Dismiss Bank Lippo's management: Indef
Dadan Wijaksana, The Jakarta Post, Jakarta
The Institute for Development of Economics and Finance (Indef) urged the Indonesian Bank Restructuring Agency (IBRA) to dismiss the management and board of commissioners of Bank Lippo to avoid further losses to the state.
The private think thank said Wednesday they should be held responsible for not only giving misleading reports to investors, but also for their systematic attempts to allow the bank's former owner to regain control of the bank cheaply.
"The bank's board of directors and commissioners who had either been involved in this attempted looting or let this (fiasco) happen, should be removed," Indef executive director Iman Sugema said. He was delivering a report composed by the institution during a press gathering.
Iman went on to say that the banking authority, in this case Bank Indonesia, should prohibit the bank's former owner, led by Mochtar Riady, from ever owning a bank again.

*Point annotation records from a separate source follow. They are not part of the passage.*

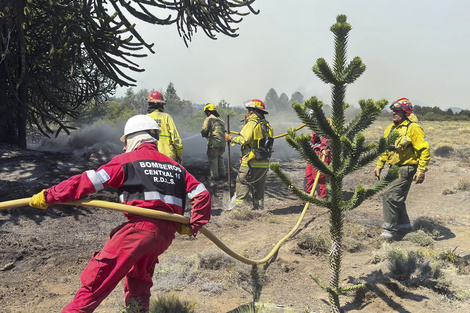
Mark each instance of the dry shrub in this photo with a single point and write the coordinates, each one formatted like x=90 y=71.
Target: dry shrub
x=215 y=260
x=175 y=272
x=428 y=226
x=420 y=237
x=415 y=270
x=171 y=303
x=464 y=130
x=243 y=213
x=317 y=243
x=402 y=263
x=448 y=191
x=462 y=264
x=463 y=184
x=451 y=167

All these measures needed to be carried out immediately as the affair had not only hurt investors' confidence in Indonesia's banking industry, but had also caused the value of the bank to drop markedly, he said.
"What they have done, in a deliberate way, has led to a massive decline in the value of the bank's shares, which has already cost the state dearly," he said.
He was referring to the fact that, under the current price, the government's 59 percent stake in the bank would only be worth around Rp 600 billion, compared to the about Rp 7.2 trillion the government spent when it recapitalized the bank in 1999.
Lippo's shares are currently traded at about Rp 250 per share.
Meanwhile, another Indef economist, Faisal Basri, hit out at the country's financial authorities for failing to react swiftly over this case.
"These have once again proved that the financial authorities, from Bank Indonesia, Bapepam, the JSX (Jakarta Stock Exchange) to IBRA, are toothless when it comes to dealing with powerful bankers," said Faisal.
Bapepam is the country's capital market watchdog.
Lippo's management has been under fire lately for allegedly conducting manipulations intended to worsen the bank's financial condition.
Critics have said the management has deliberately lessened the values of the bank's foreclosed assets, so the bank was forced to set aside a huge amount of provisions to cover that, a move which eventually dropped the bank's capital.
By providing about Rp 1 trillion in provision, the bank's capital adequacy ratio (CAR) -- a ratio between a bank's capital against its risk-weighted assets -- has dropped to around 4 percent, well below Bank Indonesia's minimum CAR requirement of 8 percent.
Many said that such maneuvers only aimed to justify the bank's plans for a rights issue, issuing new shares to raise capital, which will then allow the former owner to repurchase the bank at a very cheap price.